自分の声が「柔らかい」のか「弱い」のかは、録音でしか分からない
ここまでの練習で最大のカベになるのが、歌っている最中の自分の声は、頭の骨を伝わる振動が混ざるため、実際に外へ出ている音とは違って聴こえるという事実です。本人は「いい感じに柔らかくなった」と思っていても、録音を聴くと息が漏れすぎてただの弱い声になっていた——というのは本当によくあります。逆に、十分柔らかくなっているのに「まだ硬い」と思い込んで息を増やしすぎるケースもあります。
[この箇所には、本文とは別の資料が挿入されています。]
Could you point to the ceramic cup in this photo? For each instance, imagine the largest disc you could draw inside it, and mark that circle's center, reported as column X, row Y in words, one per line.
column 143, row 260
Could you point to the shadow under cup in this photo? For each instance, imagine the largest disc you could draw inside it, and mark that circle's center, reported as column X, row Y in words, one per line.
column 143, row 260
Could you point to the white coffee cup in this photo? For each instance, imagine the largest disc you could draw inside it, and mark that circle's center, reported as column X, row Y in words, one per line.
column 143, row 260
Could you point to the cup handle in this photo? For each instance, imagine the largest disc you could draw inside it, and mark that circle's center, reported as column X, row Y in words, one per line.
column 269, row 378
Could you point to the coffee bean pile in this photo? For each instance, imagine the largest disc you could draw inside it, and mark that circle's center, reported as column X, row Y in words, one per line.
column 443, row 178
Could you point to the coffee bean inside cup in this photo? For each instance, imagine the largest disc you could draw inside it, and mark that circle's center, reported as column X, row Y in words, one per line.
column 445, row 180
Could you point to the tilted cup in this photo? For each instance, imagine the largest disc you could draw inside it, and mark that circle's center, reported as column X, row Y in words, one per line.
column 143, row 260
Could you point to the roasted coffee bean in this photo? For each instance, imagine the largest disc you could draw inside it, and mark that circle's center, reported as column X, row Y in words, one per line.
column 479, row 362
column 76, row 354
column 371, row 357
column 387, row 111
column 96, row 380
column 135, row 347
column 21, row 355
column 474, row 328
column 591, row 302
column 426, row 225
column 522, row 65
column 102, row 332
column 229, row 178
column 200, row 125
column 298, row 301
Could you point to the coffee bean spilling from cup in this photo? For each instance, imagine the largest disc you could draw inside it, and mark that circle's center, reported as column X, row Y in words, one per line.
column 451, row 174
だからこそ、練習は毎回スマホのボイスメモでいいので録音して、「芯は残っているか」「息の音が前に出ていないか」の2点だけチェックする習慣をつけてください。ボイとれ!には、録音した声を診断して「張り上げをやめる」「力みのムラを整える」といった症状別のレッスンに振り分ける機能があるので、硬さの原因が力みにあるタイプの人は、そこから順番に取り組むと迷いが減ります。自分の声のクセがどのタイプかを先に知りたい人はあなたの声のクセはどのタイプ?4つの症状と直し方【セルフ診断】から始めてみてください。
なお、柔らかい声は「声質を変える」という大きなテーマの中のひとつの方向です。ハスキー・通る声など、他の声質も含めて全体像を整理したい人は声質を変える方法|歌う声のハスキー・通る声・柔らかい声の作り方もあわせてどうぞ。
柔らかい声は、才能ではなく「閉じ加減のコントロール」です。ため息からの発声と録音の聴き返しを2〜3週間続けて、狙ったところでやさしい声を出せる引き出しを増やしていきましょう。